PGCOPYDB COPY(1) | pgcopydb | PGCOPYDB COPY(1) |
pgcopydb copy - pgcopydb copy
pgcopydb copy - Implement the data section of the database copy
This command prefixes the following sub-commands:
pgcopydb copy: Implement the data section of the database copy Available commands: pgcopydb copy db Copy an entire database from source to target roles Copy the roles from the source instance to the target instance extensions Copy the extensions from the source instance to the target instance schema Copy the database schema from source to target data Copy the data section from source to target table-data Copy the data from all tables in database from source to target blobs Copy the blob data from the source database to the target sequences Copy the current value from all sequences in database from source to target indexes Create all the indexes found in the source database in the target constraints Create all the constraints found in the source database in the target
Those commands implement a part of the whole database copy operation as detailed in section pgcopydb clone. Only use those commands to debug a specific part, or because you know that you just want to implement that step.
WARNING:
This mode of operations is useful for debugging and advanced use cases only.

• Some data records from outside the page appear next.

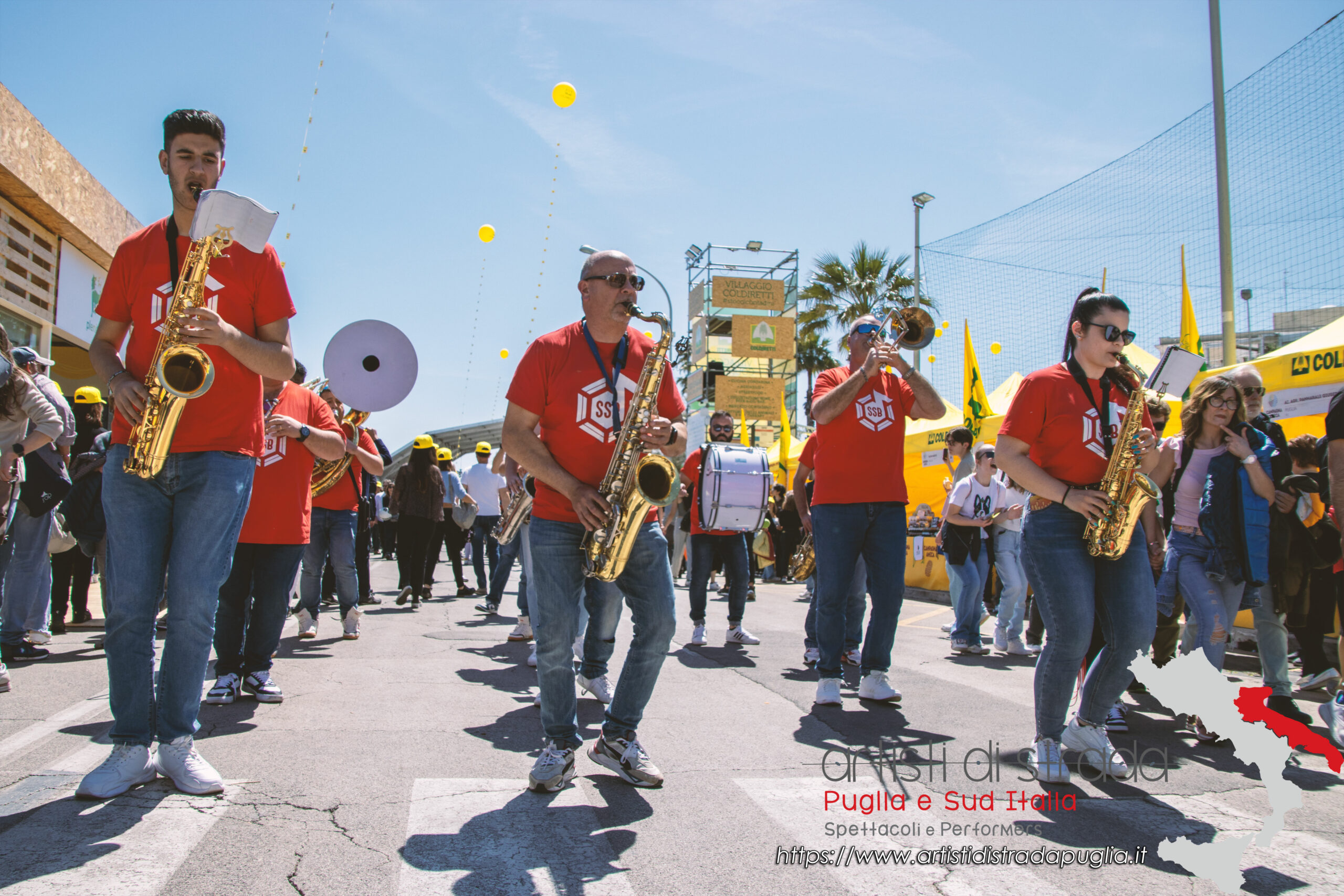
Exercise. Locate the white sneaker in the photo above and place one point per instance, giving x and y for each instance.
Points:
(874, 687)
(737, 635)
(828, 692)
(351, 624)
(1095, 749)
(130, 765)
(553, 769)
(307, 625)
(225, 691)
(187, 769)
(1320, 681)
(1047, 762)
(600, 687)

pgcopydb copy db - Copy an entire database from source to target
The command pgcopydb copy db is an alias for pgcopydb clone. See also pgcopydb clone.

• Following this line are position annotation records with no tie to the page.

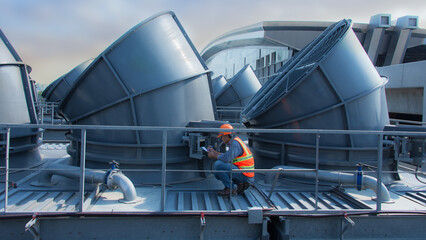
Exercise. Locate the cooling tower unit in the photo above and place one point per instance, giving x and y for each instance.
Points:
(17, 106)
(151, 76)
(59, 89)
(329, 84)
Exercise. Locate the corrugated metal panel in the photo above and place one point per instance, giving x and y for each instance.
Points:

pgcopydb copy db: Copy an entire database from source to target usage: pgcopydb copy db --source ... --target ... [ --table-jobs ... --index-jobs ... ] --source Postgres URI to the source database --target Postgres URI to the target database --dir Work directory to use --table-jobs Number of concurrent COPY jobs to run --index-jobs Number of concurrent CREATE INDEX jobs to run --restore-jobs Number of concurrent jobs for pg_restore --drop-if-exists On the target database, clean-up from a previous run first --roles Also copy roles found on source to target --no-owner Do not set ownership of objects to match the original database --no-acl Prevent restoration of access privileges (grant/revoke commands). --no-comments Do not output commands to restore comments --skip-large-objects Skip copying large objects (blobs) --filters <filename> Use the filters defined in <filename> --fail-fast Abort early in case of error --restart Allow restarting when temp files exist already --resume Allow resuming operations after a failure --not-consistent Allow taking a new snapshot on the source database --snapshot Use snapshot obtained with pg_export_snapshot
pgcopydb copy roles - Copy the roles from the source instance to the target instance
The command pgcopydb copy roles implements both pgcopydb dump roles and then pgcopydb restore roles.

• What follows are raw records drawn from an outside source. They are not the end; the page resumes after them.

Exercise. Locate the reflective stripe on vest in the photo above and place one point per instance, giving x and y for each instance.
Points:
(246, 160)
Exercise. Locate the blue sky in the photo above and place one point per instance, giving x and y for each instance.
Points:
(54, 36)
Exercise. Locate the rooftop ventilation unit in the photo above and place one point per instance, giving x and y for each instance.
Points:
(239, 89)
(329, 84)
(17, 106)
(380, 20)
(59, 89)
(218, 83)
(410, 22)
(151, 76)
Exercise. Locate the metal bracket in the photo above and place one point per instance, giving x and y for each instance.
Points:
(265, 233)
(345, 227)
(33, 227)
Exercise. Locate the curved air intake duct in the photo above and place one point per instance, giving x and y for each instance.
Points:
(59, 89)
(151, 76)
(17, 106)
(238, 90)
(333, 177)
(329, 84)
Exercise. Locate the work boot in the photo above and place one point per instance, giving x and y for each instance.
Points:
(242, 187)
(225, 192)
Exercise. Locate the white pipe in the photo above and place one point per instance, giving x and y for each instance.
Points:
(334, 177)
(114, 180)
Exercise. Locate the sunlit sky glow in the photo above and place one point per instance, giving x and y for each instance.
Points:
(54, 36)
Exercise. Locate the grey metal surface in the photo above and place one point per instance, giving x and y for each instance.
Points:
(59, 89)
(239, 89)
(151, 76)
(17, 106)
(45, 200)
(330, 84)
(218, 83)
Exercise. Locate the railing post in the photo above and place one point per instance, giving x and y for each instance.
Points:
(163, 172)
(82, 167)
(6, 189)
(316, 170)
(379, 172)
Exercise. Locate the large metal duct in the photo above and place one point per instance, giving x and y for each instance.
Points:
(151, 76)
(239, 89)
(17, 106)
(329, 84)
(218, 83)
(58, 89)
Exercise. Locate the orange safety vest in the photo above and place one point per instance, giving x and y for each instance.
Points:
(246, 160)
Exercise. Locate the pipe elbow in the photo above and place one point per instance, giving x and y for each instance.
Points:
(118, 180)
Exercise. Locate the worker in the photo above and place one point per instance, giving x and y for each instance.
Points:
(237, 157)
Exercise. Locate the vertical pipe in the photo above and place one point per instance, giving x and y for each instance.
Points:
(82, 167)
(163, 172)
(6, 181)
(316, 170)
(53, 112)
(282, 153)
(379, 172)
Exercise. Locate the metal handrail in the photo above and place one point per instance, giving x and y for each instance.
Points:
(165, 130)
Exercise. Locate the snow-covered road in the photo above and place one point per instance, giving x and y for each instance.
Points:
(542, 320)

pgcopydb copy roles: Copy the roles from the source instance to the target instance usage: pgcopydb copy roles --source ... --target ... --source Postgres URI to the source database --target Postgres URI to the target database --dir Work directory to use --no-role-passwords Do not dump passwords for roles
NOTE:
When a role already exists on the target database, its restoring is entirely skipped, which includes skipping both the CREATE ROLE and the ALTER ROLE commands produced by pg_dumpall --roles-only.
The pg_dumpall --roles-only is used to fetch the list of roles from the source database, and this command includes support for passwords. As a result, this operation requires the superuser privileges.
pgcopydb copy extensions - Copy the extensions from the source instance to the target instance
The command pgcopydb copy extensions gets a list of the extensions installed on the source database, and for each of them run the SQL command CREATE EXTENSION IF NOT EXISTS.
pgcopydb copy extensions: Copy the extensions from the source instance to the target instance usage: pgcopydb copy extensions --source ... --target ... --source Postgres URI to the source database --target Postgres URI to the target database --dir Work directory to use --requirements List extensions requirements
When copying extensions, this command also takes care of copying any Extension Configuration Tables user-data to the target database.
pgcopydb copy schema - Copy the database schema from source to target
The command pgcopydb copy schema implements the schema only section of the clone steps.
pgcopydb copy schema: Copy the database schema from source to target usage: pgcopydb copy schema --source ... --target ... [ --table-jobs ... --index-jobs ... ] --source Postgres URI to the source database --target Postgres URI to the target database --dir Work directory to use --filters <filename> Use the filters defined in <filename> --restart Allow restarting when temp files exist already --resume Allow resuming operations after a failure --not-consistent Allow taking a new snapshot on the source database --snapshot Use snapshot obtained with pg_export_snapshot
pgcopydb copy data - Copy the data section from source to target
The command pgcopydb copy data implements the data section of the clone steps.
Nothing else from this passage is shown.